Let $I \neq \emptyset, (X_i \neq \emptyset, \mathcal{T}_i)_{i \in I}$ be a family topological spaces.. Choose (using AC) an element $(x_i)_{i \in I} \in \prod_{i \in I} X_i \neq \emptyset$
Define for a fixed $k \in I$ the function $f_k: X_k \to X_k: z \mapsto z$ and for $i \in I \setminus\{k\}$ the function $f_i: X_k \to X_i: z \mapsto x_i$
I'm following a proof, and I don't understand a step.
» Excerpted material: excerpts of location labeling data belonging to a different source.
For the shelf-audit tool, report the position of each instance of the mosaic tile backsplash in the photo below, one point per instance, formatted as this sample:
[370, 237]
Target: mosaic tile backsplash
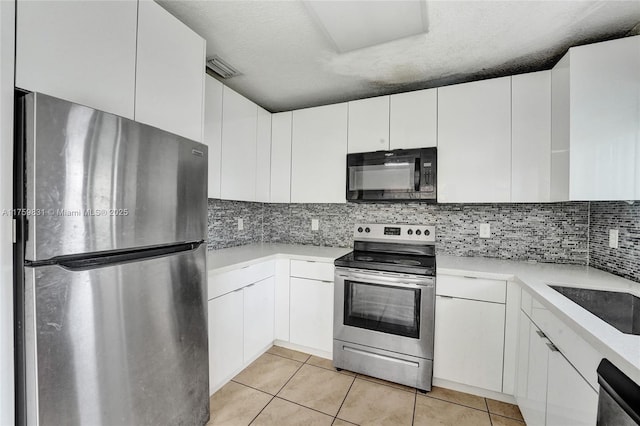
[625, 260]
[542, 232]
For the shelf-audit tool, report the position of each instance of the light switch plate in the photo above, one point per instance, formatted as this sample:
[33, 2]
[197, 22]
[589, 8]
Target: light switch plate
[613, 238]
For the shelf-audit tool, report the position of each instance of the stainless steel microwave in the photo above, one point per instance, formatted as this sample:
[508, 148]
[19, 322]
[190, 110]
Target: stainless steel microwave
[398, 175]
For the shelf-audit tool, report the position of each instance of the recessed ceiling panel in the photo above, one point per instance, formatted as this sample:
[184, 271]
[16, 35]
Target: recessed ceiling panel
[352, 25]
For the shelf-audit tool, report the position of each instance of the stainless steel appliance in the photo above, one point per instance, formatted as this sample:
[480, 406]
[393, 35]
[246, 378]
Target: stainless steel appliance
[384, 308]
[399, 175]
[111, 276]
[619, 397]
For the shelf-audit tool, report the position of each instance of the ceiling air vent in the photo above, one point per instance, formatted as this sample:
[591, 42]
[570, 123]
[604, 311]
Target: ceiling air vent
[220, 67]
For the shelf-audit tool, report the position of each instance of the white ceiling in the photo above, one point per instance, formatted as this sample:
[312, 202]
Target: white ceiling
[287, 60]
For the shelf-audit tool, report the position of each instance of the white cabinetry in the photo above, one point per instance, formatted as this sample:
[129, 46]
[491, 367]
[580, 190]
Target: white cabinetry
[369, 125]
[531, 137]
[84, 52]
[239, 129]
[596, 105]
[474, 142]
[413, 119]
[281, 157]
[226, 339]
[169, 72]
[213, 132]
[263, 156]
[318, 158]
[258, 317]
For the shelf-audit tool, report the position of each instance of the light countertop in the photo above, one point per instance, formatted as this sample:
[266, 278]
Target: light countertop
[621, 349]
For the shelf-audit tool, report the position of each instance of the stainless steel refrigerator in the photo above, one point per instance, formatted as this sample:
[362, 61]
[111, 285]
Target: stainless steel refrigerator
[111, 301]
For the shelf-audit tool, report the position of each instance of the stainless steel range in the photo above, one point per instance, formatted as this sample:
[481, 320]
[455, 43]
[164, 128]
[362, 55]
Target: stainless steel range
[385, 303]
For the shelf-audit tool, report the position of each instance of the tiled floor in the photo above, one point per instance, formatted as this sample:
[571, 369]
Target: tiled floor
[285, 387]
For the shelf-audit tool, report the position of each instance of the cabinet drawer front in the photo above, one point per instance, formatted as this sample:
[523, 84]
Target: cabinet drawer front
[219, 284]
[320, 271]
[471, 288]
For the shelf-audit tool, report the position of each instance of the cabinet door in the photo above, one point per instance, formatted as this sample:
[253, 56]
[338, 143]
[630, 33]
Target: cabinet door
[258, 317]
[570, 399]
[318, 157]
[369, 125]
[469, 342]
[311, 321]
[533, 406]
[225, 338]
[414, 119]
[213, 132]
[474, 142]
[239, 126]
[531, 137]
[263, 156]
[169, 73]
[281, 157]
[83, 52]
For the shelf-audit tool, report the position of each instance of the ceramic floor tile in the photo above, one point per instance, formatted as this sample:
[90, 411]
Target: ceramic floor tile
[282, 413]
[289, 353]
[384, 382]
[504, 421]
[504, 409]
[462, 398]
[317, 388]
[236, 404]
[434, 412]
[269, 373]
[370, 403]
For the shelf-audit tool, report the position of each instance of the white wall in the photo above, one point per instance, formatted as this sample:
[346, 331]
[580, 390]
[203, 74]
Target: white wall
[7, 34]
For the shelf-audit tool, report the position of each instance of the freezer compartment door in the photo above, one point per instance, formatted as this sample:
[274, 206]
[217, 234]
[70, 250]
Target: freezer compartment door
[123, 344]
[99, 182]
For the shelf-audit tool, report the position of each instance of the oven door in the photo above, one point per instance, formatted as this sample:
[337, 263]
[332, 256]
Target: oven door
[385, 310]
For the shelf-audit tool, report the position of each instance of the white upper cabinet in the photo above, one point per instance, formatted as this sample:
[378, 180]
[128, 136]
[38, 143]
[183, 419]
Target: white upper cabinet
[596, 119]
[281, 157]
[80, 51]
[369, 125]
[414, 119]
[318, 157]
[474, 142]
[263, 156]
[169, 73]
[531, 137]
[213, 132]
[239, 127]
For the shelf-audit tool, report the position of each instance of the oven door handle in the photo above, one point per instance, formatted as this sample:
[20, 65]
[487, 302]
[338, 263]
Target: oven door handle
[397, 281]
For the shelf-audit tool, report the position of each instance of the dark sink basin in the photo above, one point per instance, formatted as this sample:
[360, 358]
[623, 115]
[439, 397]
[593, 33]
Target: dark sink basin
[621, 310]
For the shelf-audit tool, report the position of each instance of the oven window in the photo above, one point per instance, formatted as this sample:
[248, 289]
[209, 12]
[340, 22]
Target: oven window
[376, 177]
[388, 309]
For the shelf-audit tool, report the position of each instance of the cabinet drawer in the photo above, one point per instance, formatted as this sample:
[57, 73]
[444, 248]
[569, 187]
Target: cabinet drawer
[226, 282]
[471, 288]
[320, 271]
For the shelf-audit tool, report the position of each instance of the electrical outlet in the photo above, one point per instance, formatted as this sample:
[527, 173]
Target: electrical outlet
[613, 238]
[485, 230]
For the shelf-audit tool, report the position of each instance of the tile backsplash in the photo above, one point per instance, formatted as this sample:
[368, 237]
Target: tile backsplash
[624, 260]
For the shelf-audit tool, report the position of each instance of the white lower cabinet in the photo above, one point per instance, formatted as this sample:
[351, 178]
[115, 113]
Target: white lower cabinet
[258, 317]
[226, 340]
[311, 313]
[469, 342]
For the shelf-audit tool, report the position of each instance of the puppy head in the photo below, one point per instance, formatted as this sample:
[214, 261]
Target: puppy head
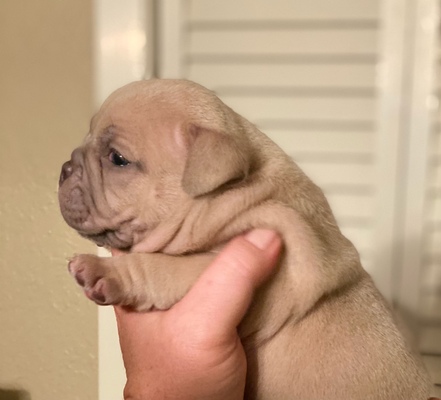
[153, 148]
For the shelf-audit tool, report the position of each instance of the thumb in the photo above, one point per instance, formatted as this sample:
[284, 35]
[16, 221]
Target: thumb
[221, 296]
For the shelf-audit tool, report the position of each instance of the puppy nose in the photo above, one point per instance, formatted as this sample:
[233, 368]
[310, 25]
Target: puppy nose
[66, 171]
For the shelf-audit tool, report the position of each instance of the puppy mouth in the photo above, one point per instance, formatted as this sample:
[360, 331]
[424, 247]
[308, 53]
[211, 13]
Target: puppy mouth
[109, 238]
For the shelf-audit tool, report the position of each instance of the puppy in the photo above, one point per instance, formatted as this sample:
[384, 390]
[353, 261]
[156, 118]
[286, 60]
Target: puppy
[170, 173]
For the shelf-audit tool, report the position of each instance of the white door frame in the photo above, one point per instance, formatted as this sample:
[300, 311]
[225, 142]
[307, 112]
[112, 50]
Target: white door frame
[127, 36]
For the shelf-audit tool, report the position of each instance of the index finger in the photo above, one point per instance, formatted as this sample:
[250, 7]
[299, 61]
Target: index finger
[221, 296]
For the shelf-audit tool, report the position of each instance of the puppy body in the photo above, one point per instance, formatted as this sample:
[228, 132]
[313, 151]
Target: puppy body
[199, 174]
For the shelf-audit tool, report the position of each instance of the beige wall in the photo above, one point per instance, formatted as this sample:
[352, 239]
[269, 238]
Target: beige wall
[48, 331]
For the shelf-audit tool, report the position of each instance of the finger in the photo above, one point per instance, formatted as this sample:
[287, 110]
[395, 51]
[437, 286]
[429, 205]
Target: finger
[219, 299]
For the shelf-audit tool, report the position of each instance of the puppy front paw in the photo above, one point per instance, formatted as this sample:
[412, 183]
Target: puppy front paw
[95, 277]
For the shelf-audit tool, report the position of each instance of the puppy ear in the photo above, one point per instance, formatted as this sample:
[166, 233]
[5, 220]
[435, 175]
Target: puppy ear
[213, 160]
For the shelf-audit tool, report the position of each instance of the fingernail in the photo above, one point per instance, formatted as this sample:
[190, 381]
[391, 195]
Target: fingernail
[261, 238]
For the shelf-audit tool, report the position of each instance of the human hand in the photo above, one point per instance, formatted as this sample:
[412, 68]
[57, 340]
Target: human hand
[193, 351]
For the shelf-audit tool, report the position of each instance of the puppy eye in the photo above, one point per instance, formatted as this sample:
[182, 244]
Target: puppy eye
[117, 159]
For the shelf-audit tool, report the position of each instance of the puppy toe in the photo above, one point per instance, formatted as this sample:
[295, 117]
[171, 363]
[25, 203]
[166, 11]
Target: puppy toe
[104, 292]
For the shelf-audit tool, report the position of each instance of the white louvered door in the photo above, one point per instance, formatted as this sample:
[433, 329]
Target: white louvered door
[305, 74]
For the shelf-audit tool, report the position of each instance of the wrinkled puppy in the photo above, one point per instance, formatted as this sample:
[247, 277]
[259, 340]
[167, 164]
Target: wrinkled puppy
[170, 173]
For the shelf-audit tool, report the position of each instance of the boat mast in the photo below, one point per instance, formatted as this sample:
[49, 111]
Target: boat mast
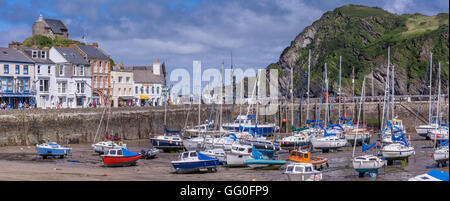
[431, 74]
[307, 92]
[386, 92]
[292, 99]
[340, 71]
[363, 91]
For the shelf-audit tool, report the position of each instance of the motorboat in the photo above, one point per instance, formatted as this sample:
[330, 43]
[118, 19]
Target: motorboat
[218, 153]
[167, 142]
[238, 154]
[300, 156]
[247, 123]
[101, 147]
[367, 163]
[150, 153]
[328, 142]
[52, 149]
[433, 175]
[360, 134]
[302, 172]
[297, 140]
[193, 161]
[258, 162]
[117, 157]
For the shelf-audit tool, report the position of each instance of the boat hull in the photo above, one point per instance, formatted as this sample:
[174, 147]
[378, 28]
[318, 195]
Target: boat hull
[194, 166]
[53, 151]
[166, 145]
[120, 161]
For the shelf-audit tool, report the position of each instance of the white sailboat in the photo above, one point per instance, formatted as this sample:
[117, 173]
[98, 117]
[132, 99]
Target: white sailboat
[365, 163]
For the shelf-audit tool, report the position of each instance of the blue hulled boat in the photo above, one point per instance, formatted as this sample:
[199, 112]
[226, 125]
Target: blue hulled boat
[52, 149]
[192, 161]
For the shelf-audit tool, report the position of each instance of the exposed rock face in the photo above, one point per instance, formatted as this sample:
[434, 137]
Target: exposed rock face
[361, 36]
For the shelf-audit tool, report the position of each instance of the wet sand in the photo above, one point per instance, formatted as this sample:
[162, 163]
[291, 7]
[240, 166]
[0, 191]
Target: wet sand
[22, 163]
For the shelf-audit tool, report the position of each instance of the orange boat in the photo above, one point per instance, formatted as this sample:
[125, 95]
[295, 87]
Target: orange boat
[305, 157]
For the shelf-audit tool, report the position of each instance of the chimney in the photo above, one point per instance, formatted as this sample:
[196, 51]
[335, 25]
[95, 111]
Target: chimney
[156, 67]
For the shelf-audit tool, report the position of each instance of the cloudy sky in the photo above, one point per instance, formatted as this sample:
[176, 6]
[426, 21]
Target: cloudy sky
[177, 31]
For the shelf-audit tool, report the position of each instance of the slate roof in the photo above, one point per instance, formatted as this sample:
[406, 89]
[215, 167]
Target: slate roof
[29, 51]
[12, 55]
[93, 52]
[72, 55]
[146, 76]
[57, 26]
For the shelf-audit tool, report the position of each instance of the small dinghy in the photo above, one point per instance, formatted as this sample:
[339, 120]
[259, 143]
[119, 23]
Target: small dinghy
[258, 162]
[192, 161]
[302, 172]
[150, 153]
[120, 157]
[103, 146]
[433, 175]
[52, 149]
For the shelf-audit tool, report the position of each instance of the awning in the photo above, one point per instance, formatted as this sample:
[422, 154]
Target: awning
[126, 97]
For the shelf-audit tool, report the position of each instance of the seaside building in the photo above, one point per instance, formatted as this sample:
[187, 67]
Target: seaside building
[44, 76]
[16, 79]
[73, 78]
[122, 90]
[50, 28]
[100, 71]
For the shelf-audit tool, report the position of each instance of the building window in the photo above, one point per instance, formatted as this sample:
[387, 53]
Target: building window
[61, 87]
[80, 87]
[61, 70]
[6, 68]
[43, 85]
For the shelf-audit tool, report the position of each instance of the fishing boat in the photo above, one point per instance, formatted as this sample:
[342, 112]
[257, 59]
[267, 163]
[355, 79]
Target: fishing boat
[328, 143]
[150, 153]
[167, 142]
[245, 123]
[433, 175]
[300, 156]
[193, 161]
[52, 149]
[400, 149]
[360, 135]
[218, 153]
[367, 163]
[238, 154]
[302, 172]
[297, 140]
[120, 157]
[258, 162]
[101, 147]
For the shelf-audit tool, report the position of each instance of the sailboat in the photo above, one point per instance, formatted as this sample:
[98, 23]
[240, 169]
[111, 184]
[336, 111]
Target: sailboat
[171, 140]
[366, 163]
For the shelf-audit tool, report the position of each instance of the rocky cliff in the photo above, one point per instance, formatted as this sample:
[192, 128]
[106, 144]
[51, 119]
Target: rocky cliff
[361, 36]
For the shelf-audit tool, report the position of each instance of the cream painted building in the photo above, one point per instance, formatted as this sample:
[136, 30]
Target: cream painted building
[122, 85]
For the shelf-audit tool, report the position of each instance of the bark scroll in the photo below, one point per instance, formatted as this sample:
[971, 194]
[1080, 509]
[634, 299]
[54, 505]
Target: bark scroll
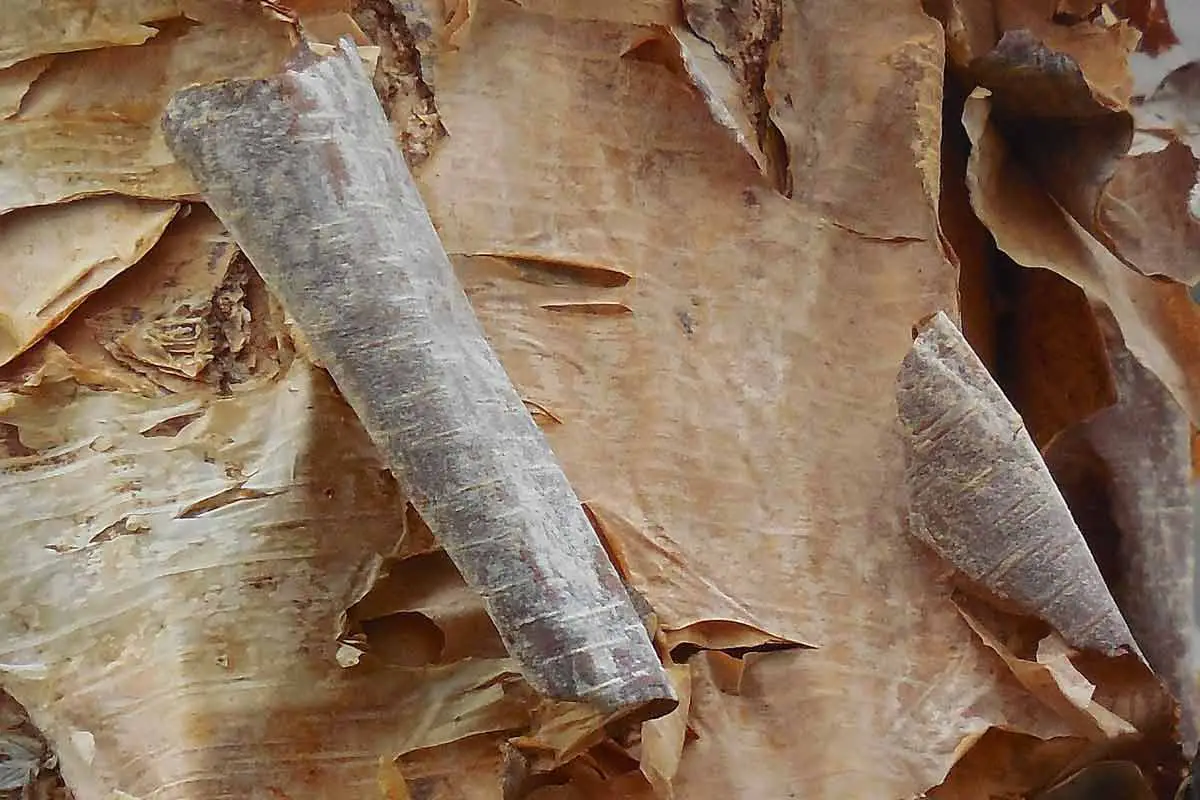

The step will be solved once I can prove that
$$\prod_{i \in I} f_i: (X_k,\mathcal{T}_k) \to \left(\prod_{i \in I}X_i, \prod_{i \in I}\mathcal{T}_i\right): y \mapsto (f_i(y))_{i \in I} $$
is continuous (but it is possible that this is wrong).
Since $\{\operatorname{pr}_i(B_i) \mid i \in I, B_i \in \mathcal{T}_i\}$ is a subbasis for the product topology, it suffices to show that $$\left(\prod_{i \in I}f_i \right)^{-1}(B_i) \in \mathcal{T_k}$$ for $B_i \in\mathcal{T_i}$, but I failed to prove this.
Is the statement true? And if so, why?
Let $\pi_j:\prod X_i\to X_j$ be the canonical projection. By the universal property of the product topology your $\prod f_i$ function is continuous if and only if $\pi_j\circ \prod f_i$ is continuous for each $j$.
But note that $\pi_j\circ \prod f_i=f_j$ is obviously continuous.